Tax administration

We share our expert analysis and commentary on tax aspects of the UK Autumn Budget 2021.

Clamping down on promoters of tax avoidance

The government has announced four new measures targeted at the promoters and enablers of tax avoidance schemes. They are due to be included in Finance Act 2022.

  • A power for HMRC to seek freezing orders preventing promoters from dissipating or hiding their assets in advance of proceedings for a Tribunal-assessed penalty under the Promoters of Tax Avoidance Scheme (POTAS), Disclosure of Tax Avoidance Schemes (DOTAS), and Disclosure of Avoidance Schemes for VAT and other Indirect Taxes (DASVOIT) regimes. The government is concerned that the current legal requirement to show a cause of action may enable promoters to dissipate assets before proceedings have commenced.
  • Rules enabling HMRC to make a UK entity that facilitates the promotion of tax avoidance by offshore promoters subject to a significant additional penalty, subject to conditions. The legislation would apply to any UK entity that incurs a penalty or penalties under the POTAS, DOTAS or DASVOIT regimes of an aggregate value of at least £100,000. It would also apply to UK entities that incur penalties under the enablers penalty regime or for breaching a stop notice, without reference in either case to the value of the penalty.
  • A power for HMRC to present winding-up petitions to the court for companies or partnerships involved in or associated with the promotion of tax avoidance that are operating against the public interest whether there is a debt or not. Currently, HMRC can only take action itself against promoter companies where there is a tax debt.
  • Rules enabling HMRC to name those HMRC knows or suspects of being promoters of tax avoidance, including the entities and individuals that control or influence the promoter or others that are part of the promoter structure, details of the way they promote tax avoidance, and the schemes they promote, at the earliest possible stage, to warn taxpayers of the risks and help those already involved to leave avoidance arrangements.
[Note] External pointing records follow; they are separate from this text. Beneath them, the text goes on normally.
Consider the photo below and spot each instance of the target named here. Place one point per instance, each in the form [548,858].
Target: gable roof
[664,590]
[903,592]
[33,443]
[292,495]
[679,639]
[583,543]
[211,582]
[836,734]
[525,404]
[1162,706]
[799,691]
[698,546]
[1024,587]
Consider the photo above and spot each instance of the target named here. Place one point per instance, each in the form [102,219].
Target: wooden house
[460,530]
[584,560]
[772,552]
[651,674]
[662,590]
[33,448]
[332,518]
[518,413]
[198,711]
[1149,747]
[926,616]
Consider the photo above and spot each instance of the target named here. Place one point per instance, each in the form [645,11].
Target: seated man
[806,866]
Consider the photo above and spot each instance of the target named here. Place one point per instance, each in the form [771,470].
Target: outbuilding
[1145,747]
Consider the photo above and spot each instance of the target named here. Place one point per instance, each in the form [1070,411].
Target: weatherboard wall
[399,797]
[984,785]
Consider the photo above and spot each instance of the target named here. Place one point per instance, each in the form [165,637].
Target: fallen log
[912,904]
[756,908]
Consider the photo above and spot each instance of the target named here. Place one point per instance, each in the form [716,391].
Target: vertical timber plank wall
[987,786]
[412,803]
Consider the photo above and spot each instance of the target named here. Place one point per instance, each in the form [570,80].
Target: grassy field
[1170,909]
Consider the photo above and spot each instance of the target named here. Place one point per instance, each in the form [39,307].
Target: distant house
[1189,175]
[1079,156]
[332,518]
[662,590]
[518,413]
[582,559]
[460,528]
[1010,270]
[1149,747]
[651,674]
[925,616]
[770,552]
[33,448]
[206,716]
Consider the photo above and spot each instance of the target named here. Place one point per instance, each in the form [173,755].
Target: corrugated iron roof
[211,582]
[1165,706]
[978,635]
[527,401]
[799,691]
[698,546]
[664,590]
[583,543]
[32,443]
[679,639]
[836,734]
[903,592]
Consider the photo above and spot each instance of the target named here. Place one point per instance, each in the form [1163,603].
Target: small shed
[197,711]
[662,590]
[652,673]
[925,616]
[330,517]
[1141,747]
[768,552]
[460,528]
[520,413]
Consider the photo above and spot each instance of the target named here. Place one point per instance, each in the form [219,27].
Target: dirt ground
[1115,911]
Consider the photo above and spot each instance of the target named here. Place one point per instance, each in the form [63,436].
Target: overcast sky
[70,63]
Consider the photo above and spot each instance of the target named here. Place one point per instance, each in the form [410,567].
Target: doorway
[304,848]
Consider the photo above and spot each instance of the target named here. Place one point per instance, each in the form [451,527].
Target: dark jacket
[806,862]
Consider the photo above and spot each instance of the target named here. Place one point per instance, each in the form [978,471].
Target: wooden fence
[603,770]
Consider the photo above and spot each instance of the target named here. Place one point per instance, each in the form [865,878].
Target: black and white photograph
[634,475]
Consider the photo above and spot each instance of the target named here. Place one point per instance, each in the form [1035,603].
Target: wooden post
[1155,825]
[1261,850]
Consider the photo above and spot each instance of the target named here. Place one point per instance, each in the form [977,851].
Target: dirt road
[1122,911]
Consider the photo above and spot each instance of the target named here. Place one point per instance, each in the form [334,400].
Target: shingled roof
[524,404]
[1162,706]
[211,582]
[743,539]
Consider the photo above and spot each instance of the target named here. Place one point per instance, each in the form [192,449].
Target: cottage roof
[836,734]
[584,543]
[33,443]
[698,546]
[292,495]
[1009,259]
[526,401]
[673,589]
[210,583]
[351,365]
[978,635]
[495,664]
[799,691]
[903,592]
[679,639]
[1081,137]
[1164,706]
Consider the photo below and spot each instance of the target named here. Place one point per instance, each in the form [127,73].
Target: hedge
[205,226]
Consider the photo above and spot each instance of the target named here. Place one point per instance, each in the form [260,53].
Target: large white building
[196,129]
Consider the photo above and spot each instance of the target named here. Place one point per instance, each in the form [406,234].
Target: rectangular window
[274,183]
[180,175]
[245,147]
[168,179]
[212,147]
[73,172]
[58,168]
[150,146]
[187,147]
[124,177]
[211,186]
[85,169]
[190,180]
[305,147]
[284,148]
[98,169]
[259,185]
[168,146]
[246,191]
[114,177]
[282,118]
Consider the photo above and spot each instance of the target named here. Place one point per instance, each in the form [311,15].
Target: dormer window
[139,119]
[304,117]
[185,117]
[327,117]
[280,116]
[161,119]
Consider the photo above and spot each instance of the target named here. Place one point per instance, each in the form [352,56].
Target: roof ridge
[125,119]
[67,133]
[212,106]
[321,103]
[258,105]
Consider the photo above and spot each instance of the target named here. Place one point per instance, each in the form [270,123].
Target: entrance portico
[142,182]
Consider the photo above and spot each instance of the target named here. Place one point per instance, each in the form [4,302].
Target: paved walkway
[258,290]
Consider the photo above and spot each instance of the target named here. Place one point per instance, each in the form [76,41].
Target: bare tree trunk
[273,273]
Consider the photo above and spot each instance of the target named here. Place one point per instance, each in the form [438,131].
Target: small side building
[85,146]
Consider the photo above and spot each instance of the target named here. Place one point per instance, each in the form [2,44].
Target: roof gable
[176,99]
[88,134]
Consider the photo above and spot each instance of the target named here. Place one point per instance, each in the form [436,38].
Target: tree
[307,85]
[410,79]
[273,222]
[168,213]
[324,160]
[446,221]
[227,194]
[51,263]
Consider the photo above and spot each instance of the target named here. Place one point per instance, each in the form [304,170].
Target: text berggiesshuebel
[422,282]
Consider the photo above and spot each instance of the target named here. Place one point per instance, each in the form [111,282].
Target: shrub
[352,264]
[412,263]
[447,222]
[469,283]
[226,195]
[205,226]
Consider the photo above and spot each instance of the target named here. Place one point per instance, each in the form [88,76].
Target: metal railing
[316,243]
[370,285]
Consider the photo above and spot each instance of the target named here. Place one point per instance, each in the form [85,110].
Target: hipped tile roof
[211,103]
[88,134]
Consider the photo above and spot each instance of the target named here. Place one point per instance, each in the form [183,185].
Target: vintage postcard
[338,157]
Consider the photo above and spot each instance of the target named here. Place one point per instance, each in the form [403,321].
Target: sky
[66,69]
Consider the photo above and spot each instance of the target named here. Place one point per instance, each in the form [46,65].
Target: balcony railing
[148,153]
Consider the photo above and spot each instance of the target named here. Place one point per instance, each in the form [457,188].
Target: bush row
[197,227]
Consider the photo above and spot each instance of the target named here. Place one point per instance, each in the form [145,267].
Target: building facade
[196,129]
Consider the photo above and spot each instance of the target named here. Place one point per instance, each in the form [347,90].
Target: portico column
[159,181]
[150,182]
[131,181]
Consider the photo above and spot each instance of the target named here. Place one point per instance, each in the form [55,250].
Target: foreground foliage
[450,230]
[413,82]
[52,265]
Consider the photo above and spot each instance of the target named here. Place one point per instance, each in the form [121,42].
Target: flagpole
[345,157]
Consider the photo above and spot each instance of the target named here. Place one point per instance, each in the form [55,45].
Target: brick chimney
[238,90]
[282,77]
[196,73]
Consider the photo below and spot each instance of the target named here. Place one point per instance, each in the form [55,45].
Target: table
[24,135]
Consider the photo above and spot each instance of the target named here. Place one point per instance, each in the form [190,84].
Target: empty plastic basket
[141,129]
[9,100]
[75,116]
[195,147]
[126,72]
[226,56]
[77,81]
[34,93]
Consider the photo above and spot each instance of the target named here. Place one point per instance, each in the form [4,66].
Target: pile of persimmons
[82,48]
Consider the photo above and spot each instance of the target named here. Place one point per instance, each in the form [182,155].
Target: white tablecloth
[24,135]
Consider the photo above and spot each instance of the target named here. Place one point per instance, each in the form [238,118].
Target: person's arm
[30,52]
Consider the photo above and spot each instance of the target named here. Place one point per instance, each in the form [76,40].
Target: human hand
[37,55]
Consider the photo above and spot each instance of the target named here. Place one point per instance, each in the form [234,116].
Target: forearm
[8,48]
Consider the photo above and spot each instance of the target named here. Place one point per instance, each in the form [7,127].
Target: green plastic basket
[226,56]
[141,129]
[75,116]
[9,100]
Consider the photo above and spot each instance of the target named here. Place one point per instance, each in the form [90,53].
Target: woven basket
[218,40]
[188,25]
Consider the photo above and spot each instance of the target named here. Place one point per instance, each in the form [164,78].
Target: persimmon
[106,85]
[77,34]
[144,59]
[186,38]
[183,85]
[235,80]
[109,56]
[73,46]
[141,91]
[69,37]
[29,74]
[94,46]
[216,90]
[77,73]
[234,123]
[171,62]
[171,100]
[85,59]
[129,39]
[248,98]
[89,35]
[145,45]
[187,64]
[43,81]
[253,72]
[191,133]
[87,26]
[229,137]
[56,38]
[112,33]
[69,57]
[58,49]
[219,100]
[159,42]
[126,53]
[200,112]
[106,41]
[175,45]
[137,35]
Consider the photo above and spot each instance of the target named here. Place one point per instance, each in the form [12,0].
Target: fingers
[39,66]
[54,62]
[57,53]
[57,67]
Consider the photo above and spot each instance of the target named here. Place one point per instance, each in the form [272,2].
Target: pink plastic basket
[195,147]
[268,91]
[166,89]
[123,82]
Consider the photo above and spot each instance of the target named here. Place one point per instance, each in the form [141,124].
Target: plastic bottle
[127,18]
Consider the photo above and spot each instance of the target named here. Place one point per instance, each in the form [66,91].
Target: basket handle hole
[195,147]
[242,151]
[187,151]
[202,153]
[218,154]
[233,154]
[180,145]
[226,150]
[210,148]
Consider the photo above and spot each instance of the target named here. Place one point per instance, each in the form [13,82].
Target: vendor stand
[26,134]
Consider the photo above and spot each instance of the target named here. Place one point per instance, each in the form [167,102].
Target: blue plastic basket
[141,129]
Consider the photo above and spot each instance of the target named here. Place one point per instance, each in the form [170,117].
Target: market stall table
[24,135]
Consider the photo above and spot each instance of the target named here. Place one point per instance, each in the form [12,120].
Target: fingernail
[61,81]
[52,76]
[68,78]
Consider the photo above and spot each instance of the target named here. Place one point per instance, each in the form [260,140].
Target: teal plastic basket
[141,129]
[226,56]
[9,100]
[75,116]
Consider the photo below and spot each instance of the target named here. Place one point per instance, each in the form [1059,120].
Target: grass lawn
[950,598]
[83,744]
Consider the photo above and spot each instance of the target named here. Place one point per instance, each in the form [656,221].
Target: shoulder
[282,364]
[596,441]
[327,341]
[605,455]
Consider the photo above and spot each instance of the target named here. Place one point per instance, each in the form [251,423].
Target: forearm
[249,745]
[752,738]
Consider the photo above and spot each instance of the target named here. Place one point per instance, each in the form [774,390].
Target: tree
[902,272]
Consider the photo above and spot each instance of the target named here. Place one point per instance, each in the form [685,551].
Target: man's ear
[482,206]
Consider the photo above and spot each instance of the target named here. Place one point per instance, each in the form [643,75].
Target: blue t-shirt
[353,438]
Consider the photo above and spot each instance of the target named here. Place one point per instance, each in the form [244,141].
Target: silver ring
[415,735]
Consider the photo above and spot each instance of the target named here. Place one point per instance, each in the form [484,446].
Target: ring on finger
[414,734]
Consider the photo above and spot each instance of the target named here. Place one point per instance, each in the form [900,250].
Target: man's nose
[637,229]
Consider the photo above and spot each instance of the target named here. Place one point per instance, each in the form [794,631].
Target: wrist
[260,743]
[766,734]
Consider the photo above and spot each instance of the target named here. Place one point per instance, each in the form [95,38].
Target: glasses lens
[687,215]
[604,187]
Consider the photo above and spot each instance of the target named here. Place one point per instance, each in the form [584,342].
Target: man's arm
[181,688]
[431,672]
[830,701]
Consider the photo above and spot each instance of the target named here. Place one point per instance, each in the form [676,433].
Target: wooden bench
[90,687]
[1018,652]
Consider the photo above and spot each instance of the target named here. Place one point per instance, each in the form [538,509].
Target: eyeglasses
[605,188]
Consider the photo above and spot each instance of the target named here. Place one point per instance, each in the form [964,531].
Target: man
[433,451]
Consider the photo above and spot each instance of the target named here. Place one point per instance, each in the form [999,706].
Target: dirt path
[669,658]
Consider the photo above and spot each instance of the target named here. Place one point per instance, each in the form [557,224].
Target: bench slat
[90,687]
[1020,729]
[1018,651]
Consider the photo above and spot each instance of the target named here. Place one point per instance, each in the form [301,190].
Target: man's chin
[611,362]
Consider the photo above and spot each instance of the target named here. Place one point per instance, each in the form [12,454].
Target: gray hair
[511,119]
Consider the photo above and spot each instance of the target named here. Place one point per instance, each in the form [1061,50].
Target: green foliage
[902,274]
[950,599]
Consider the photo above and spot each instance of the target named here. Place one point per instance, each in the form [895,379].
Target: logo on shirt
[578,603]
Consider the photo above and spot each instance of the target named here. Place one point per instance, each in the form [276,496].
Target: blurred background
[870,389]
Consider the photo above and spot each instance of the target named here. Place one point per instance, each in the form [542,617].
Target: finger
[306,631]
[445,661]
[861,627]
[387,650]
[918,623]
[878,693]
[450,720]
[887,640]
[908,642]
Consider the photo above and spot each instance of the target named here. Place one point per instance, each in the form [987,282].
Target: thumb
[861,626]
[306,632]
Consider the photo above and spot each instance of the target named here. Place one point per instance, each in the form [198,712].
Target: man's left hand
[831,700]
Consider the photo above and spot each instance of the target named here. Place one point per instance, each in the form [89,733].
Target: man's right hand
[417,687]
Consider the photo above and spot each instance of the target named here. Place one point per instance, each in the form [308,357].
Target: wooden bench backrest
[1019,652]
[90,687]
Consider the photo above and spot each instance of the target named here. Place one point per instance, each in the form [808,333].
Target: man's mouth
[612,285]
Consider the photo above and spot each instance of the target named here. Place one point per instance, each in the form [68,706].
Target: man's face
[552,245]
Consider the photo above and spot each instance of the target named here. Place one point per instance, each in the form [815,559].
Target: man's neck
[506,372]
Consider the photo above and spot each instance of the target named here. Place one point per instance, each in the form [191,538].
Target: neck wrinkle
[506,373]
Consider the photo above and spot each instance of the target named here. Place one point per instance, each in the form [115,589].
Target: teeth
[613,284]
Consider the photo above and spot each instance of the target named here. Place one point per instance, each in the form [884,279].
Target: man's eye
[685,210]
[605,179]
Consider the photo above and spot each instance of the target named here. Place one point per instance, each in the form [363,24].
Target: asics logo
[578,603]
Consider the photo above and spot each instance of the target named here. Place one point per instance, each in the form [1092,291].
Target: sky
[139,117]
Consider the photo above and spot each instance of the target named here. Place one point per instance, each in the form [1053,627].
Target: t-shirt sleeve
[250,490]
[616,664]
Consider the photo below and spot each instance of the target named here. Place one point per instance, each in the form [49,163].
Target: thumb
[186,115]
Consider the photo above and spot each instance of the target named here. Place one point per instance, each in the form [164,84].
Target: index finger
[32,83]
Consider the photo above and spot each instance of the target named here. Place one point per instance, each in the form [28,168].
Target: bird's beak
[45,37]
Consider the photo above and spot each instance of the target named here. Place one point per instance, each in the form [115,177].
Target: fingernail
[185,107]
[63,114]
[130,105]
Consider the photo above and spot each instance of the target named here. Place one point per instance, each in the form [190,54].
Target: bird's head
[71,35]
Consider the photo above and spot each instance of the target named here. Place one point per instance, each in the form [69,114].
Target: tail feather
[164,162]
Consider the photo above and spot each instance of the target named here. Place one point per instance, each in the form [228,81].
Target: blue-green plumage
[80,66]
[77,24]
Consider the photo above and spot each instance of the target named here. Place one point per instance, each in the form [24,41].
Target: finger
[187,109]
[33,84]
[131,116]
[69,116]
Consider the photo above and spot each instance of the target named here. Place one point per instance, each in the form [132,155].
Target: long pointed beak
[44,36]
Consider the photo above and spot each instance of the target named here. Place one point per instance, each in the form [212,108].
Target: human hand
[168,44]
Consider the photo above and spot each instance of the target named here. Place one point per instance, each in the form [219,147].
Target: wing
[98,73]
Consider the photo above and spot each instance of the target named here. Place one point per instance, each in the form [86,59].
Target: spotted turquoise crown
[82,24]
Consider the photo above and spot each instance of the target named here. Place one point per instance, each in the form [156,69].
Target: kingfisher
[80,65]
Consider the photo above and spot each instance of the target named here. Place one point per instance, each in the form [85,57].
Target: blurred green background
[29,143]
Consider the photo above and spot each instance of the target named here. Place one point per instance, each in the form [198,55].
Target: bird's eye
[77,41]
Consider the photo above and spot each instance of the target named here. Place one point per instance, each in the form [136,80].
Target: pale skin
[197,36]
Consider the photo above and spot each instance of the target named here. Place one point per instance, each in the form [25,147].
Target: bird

The proposed power would enable HMRC to name a particular scheme, its arrangements and how it is being made available to taxpayers or administered, from when HMRC first learns about it. The new power would also enable HMRC to publish any other information or documents relating to the arrangement, entities or individuals which HMRC reasonably believe will ensure that members of the public can identify the arrangements and understand them and the risks which attach to them. The rules would require HMRC to provide 30 days' notice to the entities or individuals concerned to allow them an opportunity to make representations.

These measures are targeted at the most persistent and determined promoters and enablers of tax avoidance. They provide further confirmation of the government's willingness to take strong action against those it considers promote and enable tax avoidance.

Discovery assessments

The government has announced that a measure will be included in Finance Act 2022, which will affect individuals who incur the High Income Child Benefit Charge (HICBC), tax charges relating to Gift Aid Donations and a number of different pension charges.

The measure will confirm that if taxpayers have failed to notify HMRC of these liabilities, and/or have failed to complete self-assessment tax returns relating to these liabilities, HMRC may lawfully issue a discovery assessment to recover the tax due. The change is made in light of a recent Upper Tribunal decision (HMRC v Jason Wilkes) which found that HMRC did not have the power to recover an individual’s HICBC by issuing a discovery assessment. The legislation is intended to put beyond doubt that HMRC may use these discovery assessments to recover all of the above-mentioned tax charges.

Increasing independent representation on the OTS

The government has announced that it will legislate in Finance Act 2022 to increase the maximum independent representation on the OTS Board by two members, to a total overall membership of ten. The conclusions of HM Treasury’s review of the OTS will be published in due course.

This document (and any information accessed through links in this document) is provided for information purposes only and does not constitute legal advice. Professional legal advice should be obtained before taking or refraining from any action as a result of the contents of this document.